Pennsylvania's controversial photo-identification law isn't yet in effect, but voters told state officials on Election Day that they were turned away from the polls because they didn't comply with it.
Those reports are still under investigation and haven't been confirmed, but civil rights and voting rights groups lampooned the state throughout the day Tuesday and accused Pennsylvania officials of suppressing the vote, particularly in areas with large minority populations.
"This is the fault of the Pennsylvania state government. We lay it at their feet that voters are having so many problems," said Barbara Arnwine, president and executive director of the Lawyers' Committee for Civil Rights Under Law, during a conference call with reporters Tuesday afternoon. "Poll workers have been poorly and wrongfully trained. ... That's wrong. The state of Pennsylvania ought to be ashamed."
The Keystone State has found itself at the center of a heated national debate over photo identification and voter fraud and was one of about 30 states to try to address the issue in recent legislation.
Photo-ID laws have been passed in at least nine states over the past two years, including Pennsylvania, according to a tally by the New York University School of Law's Brennan Center for Justice.
The most restrictive forms of those laws — those that allow voters to cast a ballot only if a government-issued photo ID, such as a driver's license, is shown — are in effect in only four states: Kansas, Tennessee, Georgia and Indiana. Kansas and Tennessee passed their ID measures recently, while Indiana and Georgia have had theirs in place for a number of years.
Pennsylvania, Wisconsin and Texas sought to join those four states in time for Tuesday's election, but their efforts were blocked in court. In the case of Pennsylvania, a judge ruled that voters without a photo ID simply didn't have enough time to acquire one before Election Day, putting the legislation on hold until 2013 at the earliest.
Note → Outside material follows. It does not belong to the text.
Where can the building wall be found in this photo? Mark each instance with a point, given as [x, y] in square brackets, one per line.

Pennsylvania poll workers were allowed to request photo identification from voters, but had to let them vote if they couldn't — or wouldn't — provide it.
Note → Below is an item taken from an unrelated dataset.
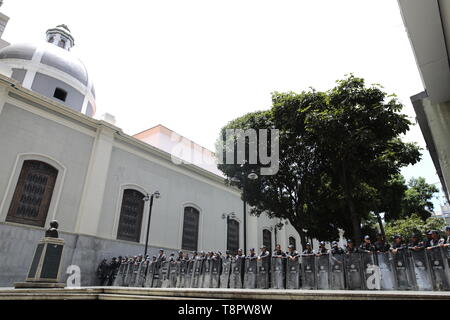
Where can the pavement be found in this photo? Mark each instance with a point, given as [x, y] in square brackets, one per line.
[126, 293]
State officials have acknowledged that they received reports of voters inaccurately being told they must present a photo ID in order to vote.
"We got a few scattered reports of that. We turn those over to the counties. ... We don't know what came of them. We don't know if that actually happened," said Ron Ruman, spokesman for the Pennsylvania Department of State. "Hopefully, it wasn't the case."
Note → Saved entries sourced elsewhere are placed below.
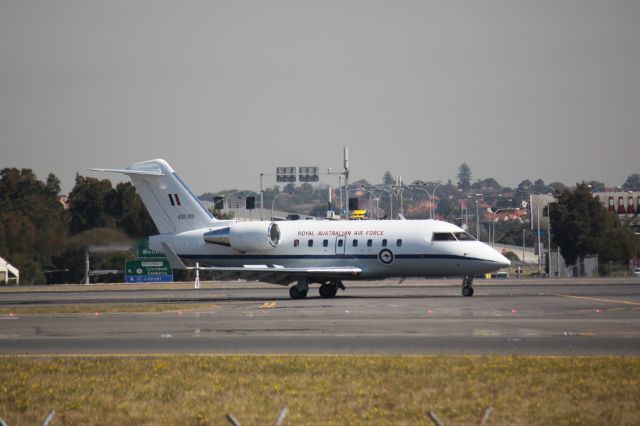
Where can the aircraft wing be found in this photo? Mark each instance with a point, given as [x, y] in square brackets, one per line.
[272, 274]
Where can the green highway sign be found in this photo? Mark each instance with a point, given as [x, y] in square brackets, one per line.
[145, 251]
[148, 270]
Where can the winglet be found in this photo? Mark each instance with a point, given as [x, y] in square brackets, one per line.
[174, 260]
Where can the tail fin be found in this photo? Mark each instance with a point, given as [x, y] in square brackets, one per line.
[171, 204]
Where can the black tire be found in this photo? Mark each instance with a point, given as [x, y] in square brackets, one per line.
[327, 291]
[295, 293]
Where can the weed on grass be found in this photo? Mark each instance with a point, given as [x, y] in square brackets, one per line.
[325, 390]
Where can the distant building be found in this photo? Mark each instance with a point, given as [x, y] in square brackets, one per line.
[625, 204]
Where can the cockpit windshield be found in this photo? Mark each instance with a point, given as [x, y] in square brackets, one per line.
[463, 236]
[450, 236]
[443, 236]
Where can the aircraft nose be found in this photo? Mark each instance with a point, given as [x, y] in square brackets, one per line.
[501, 260]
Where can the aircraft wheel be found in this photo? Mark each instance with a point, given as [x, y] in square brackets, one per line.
[328, 290]
[296, 293]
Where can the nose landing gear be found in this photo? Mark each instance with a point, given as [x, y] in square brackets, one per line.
[467, 286]
[300, 290]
Supporters of voter IDs in Pennsylvania and elsewhere argue that such measures are the only surefire way to stop fraud. They point to cases like the "Truth Monkey" being allowed to vote in Virginia on Tuesday despite having his face completely covered by a mask.
"That, in a microcosm, is the problem with [current] ID laws. Someone can go in with a mask and vote and not be challenged," said David Almasi, executive director of the National Center for Public Policy Research, which supports stricter voter-identification measures.
"It seems the only reason you wouldn't want to have voter-ID laws in place is if you wanted to make cheating easier," he said.
Others disagree and accuse states such as Pennsylvania of wanting to disenfranchise minority voters, who, statistics show, are much less likely to possess government-issued photo IDs.
Former Vermont Gov. Howard Dean, a favorite among liberal Democrats, took those charges a step further Tuesday, saying that voter suppression and harassment are central to the Republican strategy in key battleground states such as Pennsylvania and Ohio.
"Given the vote and the leading in the polls in Ohio, the only way [President Obama] can lose is if people are prevented from casting their ballots. Either by voting machines that aren't functioning right or other forms of harassment," he said during an interview on MSNBC.